Choque geopolítico: por qué los mercados eligen activos de protección
Una nueva ronda de tensión en las relaciones entre Washington y Teherán ha provocado una salida abrupta de los inversores de los activos de riesgo. El oro y la plata demuestran una tendencia alcista constante, confirmando su estatus como los principales «refugios seguros» en periodos de inestabilidad global. En medio del intercambio de declaraciones duras y amenazas de fuerza, las cotizaciones de los metales preciosos han alcanzado máximos locales.

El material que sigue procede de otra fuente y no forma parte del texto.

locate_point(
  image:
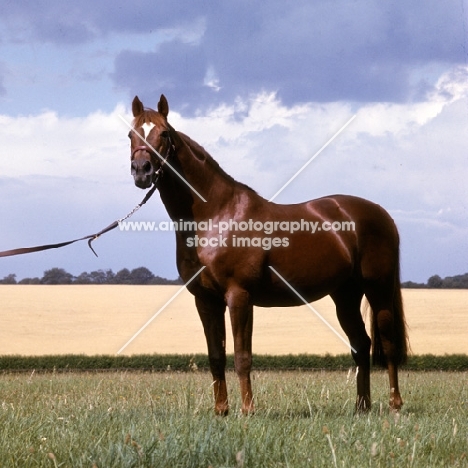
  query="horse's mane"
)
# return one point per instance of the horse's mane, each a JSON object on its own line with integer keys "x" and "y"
{"x": 201, "y": 153}
{"x": 151, "y": 116}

El factor de incertidumbre: Irán y la presión de las sanciones
El principal motor del crecimiento ha sido el temor a un conflicto militar directo y posibles interrupciones en el suministro de energía a través del Estrecho de Ormuz. Los inversores institucionales han comenzado una revisión masiva de sus carteras, aumentando su tenencia de metal físico. Históricamente, el oro ha sido el único activo que no conlleva riesgo crediticio y conserva su valor bajo cualquier escenario político.
El oro frente al dólar: ¿quién ganará esta carrera?
En paralelo con la geopolítica, el estado de la moneda estadounidense presiona al mercado. Aunque el dólar se considera tradicionalmente un activo fuerte, los riesgos inflacionarios y la enorme deuda nacional de EE. UU. están obligando a los bancos centrales del mundo a diversificar sus reservas a favor del oro.
Oro: Ha roto niveles de resistencia clave, despejando el camino para un crecimiento a largo plazo.
Plata: Muestra una volatilidad aún mayor, desempeñando el papel de activo protector y componente industrial.
Análisis técnico y pronósticos de expertos
Analistas de los principales bancos de inversión señalan que el repunte actual no es solo una reacción a corto plazo a las noticias. Se está formando una tendencia alcista sostenida, que podría durar hasta que las partes alcancen una solución diplomática. Si la escalada continúa, el oro podría poner a prueba una marca psicológica que el mercado no ha visto en meses.
Plata: ¿«oro de los pobres» o activo estratégico?
La plata sigue tradicionalmente los movimientos de precios mostrados por el oro, pero con mayor aceleración. En condiciones de un conflicto potencial, la demanda industrial puede pasar temporalmente a un segundo plano frente a la demanda de inversión. La relación actual de precios entre el oro y la plata hace que este último metal sea extremadamente atractivo para comprar para quienes buscan activos infravalorados.
Beneficios para el lector:
Preservación del capital: En tiempos de guerra y sanciones, el oro es el único activo que no puede ser congelado o devaluado por un trazo de pluma.
Diversificación: Incluso una pequeña participación de metales preciosos en una cartera (5–10%) puede reducir significativamente las pérdidas globales durante las caídas del mercado de valores.
Señal del mercado: El fuerte crecimiento que muestra la plata a menudo precede a cambios mayores en la economía global; es una razón para reevaluar sus estrategias a largo plazo.